Dans une soirée qui devait confirmer l’ascension de Fares Ziam vers les zones consolidées de l’élite des poids légers, le scénario a pris la forme d’un arrêt brutal dans une trajectoire en construction. Face à Tom Nolan lors de l’UFC Vegas 118, le combattant français a vu sa série de six victoires consécutives se briser dans un combat où chaque détail a pesé bien plus lourd que les intentions.
Dès les premières séquences, Tom Nolan impose une lecture claire du combat : pression constante, utilisation des kicks longs pour casser le rythme et empêcher Ziam d’installer sa fluidité debout. Ce n’était pas simplement une stratégie technique, mais une manière d’imposer un désordre contrôlé, forçant le Français à sortir de ses automatismes. Chaque tentative de lutte de Ziam trouvait une réponse immédiate, souvent sous forme de projections puissantes qui redéfinissaient l’équilibre du combat et installaient une tension permanente entre les deux hommes.

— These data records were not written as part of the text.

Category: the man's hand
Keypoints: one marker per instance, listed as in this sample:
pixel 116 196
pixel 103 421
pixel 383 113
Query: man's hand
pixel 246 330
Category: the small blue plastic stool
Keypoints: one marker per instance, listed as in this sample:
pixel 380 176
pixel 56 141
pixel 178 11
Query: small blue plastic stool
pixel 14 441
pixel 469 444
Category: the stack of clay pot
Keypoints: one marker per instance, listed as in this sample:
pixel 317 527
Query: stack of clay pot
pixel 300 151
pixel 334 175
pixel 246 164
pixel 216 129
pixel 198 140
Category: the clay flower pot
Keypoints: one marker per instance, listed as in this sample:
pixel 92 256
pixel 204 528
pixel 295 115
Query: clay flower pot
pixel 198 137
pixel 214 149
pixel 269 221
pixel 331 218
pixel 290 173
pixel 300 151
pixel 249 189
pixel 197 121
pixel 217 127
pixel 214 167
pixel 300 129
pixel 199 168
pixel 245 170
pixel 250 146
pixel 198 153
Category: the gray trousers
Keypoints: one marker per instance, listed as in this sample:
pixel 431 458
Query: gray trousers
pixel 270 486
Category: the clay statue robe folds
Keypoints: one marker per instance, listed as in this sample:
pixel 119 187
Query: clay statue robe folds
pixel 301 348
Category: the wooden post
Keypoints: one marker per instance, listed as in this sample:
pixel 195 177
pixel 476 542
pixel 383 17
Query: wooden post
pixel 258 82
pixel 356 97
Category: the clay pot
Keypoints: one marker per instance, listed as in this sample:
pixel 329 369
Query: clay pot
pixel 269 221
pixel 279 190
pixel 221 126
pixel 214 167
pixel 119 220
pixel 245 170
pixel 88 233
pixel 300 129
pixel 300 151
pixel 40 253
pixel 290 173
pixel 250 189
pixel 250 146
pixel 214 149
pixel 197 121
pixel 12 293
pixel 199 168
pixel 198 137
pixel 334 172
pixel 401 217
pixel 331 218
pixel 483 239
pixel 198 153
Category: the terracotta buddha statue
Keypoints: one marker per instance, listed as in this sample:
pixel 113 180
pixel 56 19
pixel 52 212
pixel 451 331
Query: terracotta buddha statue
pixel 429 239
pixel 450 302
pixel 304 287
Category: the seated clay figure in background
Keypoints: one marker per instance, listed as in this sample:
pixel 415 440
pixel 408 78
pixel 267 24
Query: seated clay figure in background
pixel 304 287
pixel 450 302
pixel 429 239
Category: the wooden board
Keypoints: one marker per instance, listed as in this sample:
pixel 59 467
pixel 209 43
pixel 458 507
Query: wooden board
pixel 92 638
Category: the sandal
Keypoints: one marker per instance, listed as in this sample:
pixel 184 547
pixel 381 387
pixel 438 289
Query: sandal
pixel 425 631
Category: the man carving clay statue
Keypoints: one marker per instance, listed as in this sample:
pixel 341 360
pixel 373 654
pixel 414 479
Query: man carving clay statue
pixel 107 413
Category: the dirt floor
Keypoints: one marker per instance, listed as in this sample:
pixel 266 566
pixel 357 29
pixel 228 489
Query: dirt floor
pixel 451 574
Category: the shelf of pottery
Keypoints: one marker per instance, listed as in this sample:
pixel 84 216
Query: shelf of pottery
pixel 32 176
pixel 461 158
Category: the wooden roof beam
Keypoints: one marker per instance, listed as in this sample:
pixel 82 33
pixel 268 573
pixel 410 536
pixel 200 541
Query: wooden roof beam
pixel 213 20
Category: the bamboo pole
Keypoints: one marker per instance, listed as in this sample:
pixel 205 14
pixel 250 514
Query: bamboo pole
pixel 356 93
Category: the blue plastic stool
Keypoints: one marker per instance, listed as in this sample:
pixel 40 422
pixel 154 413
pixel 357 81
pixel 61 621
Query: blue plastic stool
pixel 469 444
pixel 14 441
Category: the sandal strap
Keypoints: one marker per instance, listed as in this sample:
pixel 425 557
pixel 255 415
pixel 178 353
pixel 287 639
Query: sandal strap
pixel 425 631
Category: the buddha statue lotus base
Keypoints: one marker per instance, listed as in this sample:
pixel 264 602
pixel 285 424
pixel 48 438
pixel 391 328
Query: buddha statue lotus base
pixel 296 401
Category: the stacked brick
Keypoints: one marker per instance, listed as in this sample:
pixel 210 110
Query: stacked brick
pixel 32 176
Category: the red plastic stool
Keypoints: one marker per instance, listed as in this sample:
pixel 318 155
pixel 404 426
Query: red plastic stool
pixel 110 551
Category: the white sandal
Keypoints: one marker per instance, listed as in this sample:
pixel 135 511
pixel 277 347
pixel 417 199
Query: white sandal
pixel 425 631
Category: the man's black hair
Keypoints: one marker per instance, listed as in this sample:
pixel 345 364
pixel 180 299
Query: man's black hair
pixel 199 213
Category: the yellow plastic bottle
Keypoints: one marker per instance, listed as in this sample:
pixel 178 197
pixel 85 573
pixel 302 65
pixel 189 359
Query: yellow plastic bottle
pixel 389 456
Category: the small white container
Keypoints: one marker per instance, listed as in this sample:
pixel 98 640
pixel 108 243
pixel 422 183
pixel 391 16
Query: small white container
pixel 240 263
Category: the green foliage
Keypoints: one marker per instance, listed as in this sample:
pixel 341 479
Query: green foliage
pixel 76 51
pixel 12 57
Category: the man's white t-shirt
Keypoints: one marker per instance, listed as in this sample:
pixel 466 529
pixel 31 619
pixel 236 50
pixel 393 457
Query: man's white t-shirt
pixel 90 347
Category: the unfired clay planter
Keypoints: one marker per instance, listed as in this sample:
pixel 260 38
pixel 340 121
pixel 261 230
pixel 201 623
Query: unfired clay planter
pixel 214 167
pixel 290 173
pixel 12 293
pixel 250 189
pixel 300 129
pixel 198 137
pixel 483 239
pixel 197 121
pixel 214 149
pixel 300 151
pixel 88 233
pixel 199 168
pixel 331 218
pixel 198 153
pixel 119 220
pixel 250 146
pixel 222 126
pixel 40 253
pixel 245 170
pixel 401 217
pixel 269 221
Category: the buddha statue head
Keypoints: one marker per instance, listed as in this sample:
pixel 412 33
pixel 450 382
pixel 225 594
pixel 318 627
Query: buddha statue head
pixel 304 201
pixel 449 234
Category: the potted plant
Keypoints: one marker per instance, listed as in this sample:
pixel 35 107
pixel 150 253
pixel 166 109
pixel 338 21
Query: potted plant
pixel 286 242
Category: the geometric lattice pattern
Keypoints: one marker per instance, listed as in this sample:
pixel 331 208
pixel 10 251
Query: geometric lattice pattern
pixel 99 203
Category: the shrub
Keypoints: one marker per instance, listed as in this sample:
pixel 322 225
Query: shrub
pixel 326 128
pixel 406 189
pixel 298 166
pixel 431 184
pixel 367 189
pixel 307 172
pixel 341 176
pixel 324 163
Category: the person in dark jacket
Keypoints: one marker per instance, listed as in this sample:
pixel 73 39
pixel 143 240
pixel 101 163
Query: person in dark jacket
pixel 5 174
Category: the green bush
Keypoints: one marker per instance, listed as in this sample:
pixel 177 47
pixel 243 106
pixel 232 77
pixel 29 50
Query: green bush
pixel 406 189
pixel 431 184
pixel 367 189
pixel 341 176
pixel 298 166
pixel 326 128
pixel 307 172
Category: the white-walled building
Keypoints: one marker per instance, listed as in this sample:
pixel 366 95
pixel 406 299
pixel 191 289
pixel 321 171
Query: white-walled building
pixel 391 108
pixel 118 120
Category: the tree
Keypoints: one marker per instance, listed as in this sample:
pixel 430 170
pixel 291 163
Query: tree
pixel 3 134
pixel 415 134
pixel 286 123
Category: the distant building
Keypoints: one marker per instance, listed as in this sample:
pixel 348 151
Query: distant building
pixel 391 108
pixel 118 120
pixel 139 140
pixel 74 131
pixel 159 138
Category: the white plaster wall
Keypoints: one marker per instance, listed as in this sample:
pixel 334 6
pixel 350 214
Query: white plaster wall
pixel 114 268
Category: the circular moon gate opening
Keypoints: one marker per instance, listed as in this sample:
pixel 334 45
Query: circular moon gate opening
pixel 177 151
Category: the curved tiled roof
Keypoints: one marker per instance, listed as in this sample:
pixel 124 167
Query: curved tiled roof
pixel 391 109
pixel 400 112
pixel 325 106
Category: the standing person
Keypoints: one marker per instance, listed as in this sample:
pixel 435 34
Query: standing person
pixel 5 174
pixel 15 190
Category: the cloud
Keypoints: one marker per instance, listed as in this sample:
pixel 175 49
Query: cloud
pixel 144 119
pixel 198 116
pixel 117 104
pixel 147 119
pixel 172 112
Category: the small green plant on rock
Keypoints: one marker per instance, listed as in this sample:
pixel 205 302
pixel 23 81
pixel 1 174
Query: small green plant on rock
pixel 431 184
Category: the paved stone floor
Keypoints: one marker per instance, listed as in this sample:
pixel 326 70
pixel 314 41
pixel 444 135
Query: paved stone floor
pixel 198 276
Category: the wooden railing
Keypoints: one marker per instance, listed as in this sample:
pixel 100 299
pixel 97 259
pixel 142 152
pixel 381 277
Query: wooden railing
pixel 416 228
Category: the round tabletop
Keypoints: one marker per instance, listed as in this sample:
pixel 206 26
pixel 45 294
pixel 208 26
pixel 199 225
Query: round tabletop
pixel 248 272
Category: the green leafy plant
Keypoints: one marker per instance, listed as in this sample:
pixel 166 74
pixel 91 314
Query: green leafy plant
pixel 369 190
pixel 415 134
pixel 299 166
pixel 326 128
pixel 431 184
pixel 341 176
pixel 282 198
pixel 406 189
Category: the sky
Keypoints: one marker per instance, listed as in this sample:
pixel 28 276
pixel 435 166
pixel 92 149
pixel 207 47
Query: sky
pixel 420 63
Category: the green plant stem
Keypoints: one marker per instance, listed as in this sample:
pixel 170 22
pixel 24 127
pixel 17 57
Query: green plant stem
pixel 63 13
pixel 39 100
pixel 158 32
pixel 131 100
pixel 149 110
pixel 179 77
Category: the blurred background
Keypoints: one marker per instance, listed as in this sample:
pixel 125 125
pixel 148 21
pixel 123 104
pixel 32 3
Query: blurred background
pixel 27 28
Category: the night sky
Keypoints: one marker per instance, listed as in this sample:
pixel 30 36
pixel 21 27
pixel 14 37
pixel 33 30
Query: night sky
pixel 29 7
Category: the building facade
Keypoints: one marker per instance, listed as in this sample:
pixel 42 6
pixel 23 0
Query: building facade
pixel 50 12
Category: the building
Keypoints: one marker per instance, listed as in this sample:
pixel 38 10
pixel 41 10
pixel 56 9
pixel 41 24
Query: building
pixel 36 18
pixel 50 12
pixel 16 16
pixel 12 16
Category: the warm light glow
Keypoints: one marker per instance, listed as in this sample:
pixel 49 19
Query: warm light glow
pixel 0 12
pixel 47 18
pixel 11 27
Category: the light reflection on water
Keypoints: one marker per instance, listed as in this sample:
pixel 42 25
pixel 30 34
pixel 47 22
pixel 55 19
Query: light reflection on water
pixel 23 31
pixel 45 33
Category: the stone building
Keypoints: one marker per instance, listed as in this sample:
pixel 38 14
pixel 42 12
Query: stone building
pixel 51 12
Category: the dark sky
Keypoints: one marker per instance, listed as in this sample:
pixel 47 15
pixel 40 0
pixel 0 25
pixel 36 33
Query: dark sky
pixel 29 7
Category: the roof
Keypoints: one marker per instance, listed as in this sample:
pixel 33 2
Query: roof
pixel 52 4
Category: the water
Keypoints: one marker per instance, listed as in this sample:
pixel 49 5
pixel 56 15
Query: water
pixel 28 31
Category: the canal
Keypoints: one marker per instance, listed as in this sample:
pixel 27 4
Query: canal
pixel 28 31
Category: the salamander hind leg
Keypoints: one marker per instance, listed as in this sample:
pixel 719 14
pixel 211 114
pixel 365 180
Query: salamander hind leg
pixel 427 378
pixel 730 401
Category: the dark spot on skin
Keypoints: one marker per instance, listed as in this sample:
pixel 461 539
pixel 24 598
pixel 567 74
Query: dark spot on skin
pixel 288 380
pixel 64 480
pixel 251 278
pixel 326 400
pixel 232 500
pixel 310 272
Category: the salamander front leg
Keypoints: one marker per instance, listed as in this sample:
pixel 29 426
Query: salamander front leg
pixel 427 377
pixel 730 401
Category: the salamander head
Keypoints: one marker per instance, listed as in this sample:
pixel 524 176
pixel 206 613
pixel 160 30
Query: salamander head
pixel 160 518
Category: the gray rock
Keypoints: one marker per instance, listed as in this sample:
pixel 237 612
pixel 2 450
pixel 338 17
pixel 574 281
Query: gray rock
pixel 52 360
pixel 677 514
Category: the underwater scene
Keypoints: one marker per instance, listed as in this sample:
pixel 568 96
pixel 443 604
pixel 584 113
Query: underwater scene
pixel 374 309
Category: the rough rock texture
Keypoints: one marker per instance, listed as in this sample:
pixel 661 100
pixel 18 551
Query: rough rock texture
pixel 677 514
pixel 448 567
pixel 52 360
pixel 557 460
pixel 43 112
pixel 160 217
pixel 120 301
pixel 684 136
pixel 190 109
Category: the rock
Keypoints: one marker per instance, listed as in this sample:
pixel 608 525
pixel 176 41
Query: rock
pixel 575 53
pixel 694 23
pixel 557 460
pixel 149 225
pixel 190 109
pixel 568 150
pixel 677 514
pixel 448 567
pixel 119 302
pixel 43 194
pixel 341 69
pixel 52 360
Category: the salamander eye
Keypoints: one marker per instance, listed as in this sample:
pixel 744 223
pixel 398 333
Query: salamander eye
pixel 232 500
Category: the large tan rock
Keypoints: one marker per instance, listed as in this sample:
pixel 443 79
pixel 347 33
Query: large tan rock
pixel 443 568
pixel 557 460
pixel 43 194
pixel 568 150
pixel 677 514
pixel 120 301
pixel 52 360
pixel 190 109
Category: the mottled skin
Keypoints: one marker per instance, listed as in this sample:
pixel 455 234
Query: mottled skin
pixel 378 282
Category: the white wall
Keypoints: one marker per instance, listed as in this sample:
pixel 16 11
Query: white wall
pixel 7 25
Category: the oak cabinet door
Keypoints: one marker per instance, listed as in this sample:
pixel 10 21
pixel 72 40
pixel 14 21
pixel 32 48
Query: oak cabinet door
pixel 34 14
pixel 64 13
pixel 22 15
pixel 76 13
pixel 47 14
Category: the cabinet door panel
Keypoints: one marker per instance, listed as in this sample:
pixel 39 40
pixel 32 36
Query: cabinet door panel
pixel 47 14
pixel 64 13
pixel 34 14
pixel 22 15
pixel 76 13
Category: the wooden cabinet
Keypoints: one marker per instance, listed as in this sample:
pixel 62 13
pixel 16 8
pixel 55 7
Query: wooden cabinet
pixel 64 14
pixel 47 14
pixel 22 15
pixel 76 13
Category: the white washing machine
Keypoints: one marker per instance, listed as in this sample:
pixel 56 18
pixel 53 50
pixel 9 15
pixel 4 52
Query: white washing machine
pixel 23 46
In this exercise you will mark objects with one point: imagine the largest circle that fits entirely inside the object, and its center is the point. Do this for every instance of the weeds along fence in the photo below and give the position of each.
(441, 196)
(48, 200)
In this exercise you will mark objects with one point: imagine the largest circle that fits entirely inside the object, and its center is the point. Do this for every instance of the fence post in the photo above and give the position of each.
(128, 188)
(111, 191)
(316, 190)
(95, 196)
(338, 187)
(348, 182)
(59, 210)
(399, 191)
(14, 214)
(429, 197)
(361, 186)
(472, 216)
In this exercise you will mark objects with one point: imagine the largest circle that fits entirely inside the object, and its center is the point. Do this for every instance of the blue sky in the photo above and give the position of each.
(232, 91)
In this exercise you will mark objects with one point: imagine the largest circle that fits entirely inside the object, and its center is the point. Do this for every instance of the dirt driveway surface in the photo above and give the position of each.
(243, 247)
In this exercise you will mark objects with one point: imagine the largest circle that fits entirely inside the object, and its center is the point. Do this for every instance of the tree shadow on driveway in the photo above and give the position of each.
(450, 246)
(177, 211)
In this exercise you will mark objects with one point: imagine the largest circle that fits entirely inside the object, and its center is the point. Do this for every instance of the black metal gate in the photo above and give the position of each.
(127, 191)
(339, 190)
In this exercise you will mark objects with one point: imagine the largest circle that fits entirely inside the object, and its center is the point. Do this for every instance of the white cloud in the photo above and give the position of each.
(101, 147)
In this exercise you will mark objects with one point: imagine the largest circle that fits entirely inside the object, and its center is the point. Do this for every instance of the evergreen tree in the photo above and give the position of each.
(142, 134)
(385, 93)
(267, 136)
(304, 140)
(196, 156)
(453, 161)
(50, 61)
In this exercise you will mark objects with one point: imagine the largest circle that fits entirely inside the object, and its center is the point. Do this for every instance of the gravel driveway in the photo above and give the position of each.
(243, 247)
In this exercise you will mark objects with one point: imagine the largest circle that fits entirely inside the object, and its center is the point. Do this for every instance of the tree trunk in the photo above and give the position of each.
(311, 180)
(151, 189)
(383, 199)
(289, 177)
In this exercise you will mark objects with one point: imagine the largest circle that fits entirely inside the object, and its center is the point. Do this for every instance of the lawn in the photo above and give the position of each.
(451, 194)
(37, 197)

Au deuxième round, Ziam tente de réinjecter de la structure dans l’échange. Plus actif dans le striking, il parvient par moments à reprendre l’initiative, laissant entrevoir une possible bascule du combat. Mais cette dynamique reste fragile. Nolan maintient la pression contre la cage, transformant les phases rapprochées en zones d’usure où la technique laisse place à la résistance physique et mentale. Une tentative de coup tournant mal ajustée du Français ouvre même une nouvelle fenêtre de contrôle pour l’Australien.
Le troisième round devient alors un espace de vérité, où la gestion des transitions prend le dessus sur la pureté technique. Ziam réussit à renverser la situation avec un takedown et un contrôle du dos de son adversaire, installant brièvement une impression de reprise en main. Mais Nolan, plus constant dans les moments clés, parvient à inverser la dynamique et à reprendre progressivement l’ascendant dans un échange de positions où chaque seconde compte.
La décision unanime des juges (29-28, 29-28, 29-28) reflète moins une domination qu’un combat décidé dans les micro-détails : capacité à maintenir la pression, à capitaliser sur les déséquilibres et à transformer les moments de bascule en avantage durable. Pour Ziam, cette défaite ne se limite pas à un simple revers comptable. Elle interroge la solidité de son positionnement parmi les prétendants au top 15 et relance la question de sa capacité à franchir le palier entre prospect confirmé et véritable concurrent de haut niveau.
Dans l’univers des arts martiaux mixtes, certaines défaites ne ferment pas un cycle, mais en ouvrent un autre. Celle-ci appartient peut-être à cette catégorie : celle des combats qui ne retirent pas seulement une victoire, mais qui redessinent les contours d’un parcours encore en construction.